Les géologues vous diront que c’est un lac de barrage et que depuis des millénaires, les eaux s’arrêtent, sans pouvoir la crever, contre une cuirasse d’andésite. Mais oubliez tout cela et venez voir Menet et son lac avec un esprit et des yeux neufs, et sans penser à leur origine, laissez agir en vous la force persuasive des choses. Au dernier tournant de la route de Riom qui surplombe la sauvage beauté du ravin de la Mort, regardez : le lac luit comme une tache de mercure parmi les fumées bleues du bourg et la brume des prés... Continuez^ franchissez le ravin, vous le perdrez de vue quelques instants, mais bientôt vous vous retrouverez en sa présence. Il n’a pas la splendeur des lacs pyrénéens, placés au milieu des solitudes farouches, si haut contre le ciel que ses teintes bleutées s’attardent dans leurs eaux. Il n’a pas non plus la sombre apparence de son frère d’Auvergne, le Pavin, ni la mièvrerie d’un lac fait sur mesure, l’on cherche alentour un calvaire de ciment armé.

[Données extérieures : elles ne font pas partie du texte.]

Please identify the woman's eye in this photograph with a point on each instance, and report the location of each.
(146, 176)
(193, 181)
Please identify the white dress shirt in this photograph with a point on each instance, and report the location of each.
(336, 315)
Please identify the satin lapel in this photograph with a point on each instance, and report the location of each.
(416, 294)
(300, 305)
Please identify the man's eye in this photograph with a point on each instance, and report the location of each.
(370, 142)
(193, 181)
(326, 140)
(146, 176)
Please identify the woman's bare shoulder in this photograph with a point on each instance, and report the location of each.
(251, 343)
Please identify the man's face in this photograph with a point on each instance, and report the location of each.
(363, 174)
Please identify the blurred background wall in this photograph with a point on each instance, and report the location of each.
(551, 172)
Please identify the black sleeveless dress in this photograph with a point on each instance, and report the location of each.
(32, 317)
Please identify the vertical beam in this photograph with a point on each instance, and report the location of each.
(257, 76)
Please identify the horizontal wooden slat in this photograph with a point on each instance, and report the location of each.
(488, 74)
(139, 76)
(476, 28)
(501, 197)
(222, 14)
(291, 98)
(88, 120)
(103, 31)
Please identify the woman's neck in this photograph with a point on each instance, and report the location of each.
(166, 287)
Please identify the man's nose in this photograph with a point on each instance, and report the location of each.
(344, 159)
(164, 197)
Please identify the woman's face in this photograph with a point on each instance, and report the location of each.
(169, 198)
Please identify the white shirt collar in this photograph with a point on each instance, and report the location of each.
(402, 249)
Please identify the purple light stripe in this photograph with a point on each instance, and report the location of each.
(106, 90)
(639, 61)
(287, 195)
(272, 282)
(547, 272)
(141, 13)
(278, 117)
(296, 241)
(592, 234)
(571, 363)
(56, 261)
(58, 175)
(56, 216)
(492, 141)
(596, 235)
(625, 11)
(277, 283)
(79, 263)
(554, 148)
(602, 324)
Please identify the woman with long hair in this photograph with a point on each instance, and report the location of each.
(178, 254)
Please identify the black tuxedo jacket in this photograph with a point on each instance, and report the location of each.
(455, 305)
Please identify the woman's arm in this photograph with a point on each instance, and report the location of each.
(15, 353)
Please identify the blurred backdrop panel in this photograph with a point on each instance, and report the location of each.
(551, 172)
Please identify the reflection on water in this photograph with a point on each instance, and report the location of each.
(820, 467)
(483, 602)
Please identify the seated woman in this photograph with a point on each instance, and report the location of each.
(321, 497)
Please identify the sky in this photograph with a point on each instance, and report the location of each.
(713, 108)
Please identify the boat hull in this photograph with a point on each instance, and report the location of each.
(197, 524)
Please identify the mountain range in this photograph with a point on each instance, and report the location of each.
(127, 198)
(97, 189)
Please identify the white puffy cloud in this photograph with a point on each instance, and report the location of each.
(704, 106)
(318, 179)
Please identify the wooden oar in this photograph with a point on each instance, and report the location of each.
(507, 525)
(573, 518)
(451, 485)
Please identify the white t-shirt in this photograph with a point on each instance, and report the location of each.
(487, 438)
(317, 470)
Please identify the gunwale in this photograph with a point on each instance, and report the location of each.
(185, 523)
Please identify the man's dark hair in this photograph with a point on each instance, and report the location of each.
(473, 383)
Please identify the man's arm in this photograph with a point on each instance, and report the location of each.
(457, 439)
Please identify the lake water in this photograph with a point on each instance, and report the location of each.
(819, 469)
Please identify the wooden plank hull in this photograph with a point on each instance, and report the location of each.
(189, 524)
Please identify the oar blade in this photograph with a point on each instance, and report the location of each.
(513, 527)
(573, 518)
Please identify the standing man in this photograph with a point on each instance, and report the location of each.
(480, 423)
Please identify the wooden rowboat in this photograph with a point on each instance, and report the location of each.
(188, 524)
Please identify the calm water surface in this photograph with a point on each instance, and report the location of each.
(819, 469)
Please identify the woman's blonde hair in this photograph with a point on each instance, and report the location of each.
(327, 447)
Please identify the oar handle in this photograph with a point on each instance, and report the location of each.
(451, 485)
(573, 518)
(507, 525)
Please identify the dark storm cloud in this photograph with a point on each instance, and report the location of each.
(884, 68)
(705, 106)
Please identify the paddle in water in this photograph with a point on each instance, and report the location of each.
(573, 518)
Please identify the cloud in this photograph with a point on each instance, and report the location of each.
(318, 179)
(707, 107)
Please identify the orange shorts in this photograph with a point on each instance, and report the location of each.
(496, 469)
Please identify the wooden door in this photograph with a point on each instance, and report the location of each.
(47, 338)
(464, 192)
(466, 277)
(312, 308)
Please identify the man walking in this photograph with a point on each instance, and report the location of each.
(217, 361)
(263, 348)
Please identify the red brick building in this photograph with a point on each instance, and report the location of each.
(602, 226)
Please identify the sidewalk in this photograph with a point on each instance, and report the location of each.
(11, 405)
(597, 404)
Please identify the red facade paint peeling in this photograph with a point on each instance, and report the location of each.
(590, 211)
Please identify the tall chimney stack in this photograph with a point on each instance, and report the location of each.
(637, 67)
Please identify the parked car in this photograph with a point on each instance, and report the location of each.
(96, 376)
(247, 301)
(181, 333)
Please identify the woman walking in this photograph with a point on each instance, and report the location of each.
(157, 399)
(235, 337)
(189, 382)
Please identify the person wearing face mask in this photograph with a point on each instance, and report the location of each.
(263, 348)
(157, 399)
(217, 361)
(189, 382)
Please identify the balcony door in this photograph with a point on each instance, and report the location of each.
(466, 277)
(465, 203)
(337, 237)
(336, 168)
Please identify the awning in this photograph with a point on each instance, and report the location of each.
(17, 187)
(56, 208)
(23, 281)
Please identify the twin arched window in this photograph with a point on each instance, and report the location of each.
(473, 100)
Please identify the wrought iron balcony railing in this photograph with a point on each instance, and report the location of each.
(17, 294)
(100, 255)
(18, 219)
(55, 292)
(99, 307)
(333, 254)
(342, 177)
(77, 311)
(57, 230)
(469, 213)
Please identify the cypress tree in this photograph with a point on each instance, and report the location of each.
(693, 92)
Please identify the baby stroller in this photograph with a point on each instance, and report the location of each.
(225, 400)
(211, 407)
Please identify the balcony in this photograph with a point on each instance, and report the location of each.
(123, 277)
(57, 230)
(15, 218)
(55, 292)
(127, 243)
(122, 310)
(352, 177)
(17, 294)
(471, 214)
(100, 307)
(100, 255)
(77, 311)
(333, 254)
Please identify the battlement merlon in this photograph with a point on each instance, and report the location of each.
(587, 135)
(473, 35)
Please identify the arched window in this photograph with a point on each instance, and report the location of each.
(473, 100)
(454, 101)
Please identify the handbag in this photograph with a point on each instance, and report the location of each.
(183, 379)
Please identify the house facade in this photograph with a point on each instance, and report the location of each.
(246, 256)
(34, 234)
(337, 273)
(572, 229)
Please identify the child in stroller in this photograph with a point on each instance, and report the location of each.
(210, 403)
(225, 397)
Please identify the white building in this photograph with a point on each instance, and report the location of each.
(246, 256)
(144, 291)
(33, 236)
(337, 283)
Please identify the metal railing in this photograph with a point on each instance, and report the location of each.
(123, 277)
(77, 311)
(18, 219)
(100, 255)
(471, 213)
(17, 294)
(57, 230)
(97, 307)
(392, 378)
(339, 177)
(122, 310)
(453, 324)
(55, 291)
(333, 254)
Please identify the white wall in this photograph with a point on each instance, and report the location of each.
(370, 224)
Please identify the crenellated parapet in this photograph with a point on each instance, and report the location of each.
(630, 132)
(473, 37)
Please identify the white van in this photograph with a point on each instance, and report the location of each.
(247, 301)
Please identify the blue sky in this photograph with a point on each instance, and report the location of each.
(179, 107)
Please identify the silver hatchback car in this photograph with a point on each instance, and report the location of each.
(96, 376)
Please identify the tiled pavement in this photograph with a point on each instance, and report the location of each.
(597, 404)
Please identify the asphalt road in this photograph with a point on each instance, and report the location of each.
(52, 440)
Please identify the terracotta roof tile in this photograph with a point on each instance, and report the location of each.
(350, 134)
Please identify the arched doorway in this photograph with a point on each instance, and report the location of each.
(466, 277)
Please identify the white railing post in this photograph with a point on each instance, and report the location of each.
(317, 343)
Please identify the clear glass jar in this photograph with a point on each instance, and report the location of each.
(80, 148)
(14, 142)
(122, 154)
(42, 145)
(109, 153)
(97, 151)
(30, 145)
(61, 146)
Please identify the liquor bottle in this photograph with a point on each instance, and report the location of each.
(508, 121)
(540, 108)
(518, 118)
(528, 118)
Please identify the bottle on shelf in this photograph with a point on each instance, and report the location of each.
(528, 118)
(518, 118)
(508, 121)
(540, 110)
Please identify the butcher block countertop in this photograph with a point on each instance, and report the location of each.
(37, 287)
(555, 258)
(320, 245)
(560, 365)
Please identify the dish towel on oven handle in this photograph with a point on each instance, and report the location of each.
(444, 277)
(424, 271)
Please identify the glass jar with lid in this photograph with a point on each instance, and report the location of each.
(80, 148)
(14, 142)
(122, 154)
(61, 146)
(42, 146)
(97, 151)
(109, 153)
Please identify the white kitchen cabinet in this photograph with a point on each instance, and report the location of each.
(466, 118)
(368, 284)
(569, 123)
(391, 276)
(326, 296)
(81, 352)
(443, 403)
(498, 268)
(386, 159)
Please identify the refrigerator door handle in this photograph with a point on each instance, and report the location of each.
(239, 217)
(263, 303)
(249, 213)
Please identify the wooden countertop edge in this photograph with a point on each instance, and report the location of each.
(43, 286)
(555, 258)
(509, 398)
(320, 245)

C’est un lac à part, empreint tour à tour de colère et de douceur... 11 faut le voir se tordre, baver de rage et fouetter les roseaux lorsque souffle l’écir du couloir de Valette ou lorsque à la canicule un orage pèse sur l’horizon !... Oh ! le lac si calme des soirs d’été, fait pour bercer des serments d’amour et confondre les prairies, les clartés de la montagne et du crépuscule en un arc-en-ciel exalté !... Il a aussi, comme tous les lacs, sa part de mystère. C’est lui que les mamans invoquent pour faire peur aux petits enfants et c’est lui que craignent les vieillards, car tous ses bords tremblent et fléchissent... En somme, par toute la verdure et les croupes aux lignes si fines qui l’enferment, le lac de Menet ne ressemble guère à un lac arverne. C’est un lac vosgien auquel il manque des sapins. René ARMAND.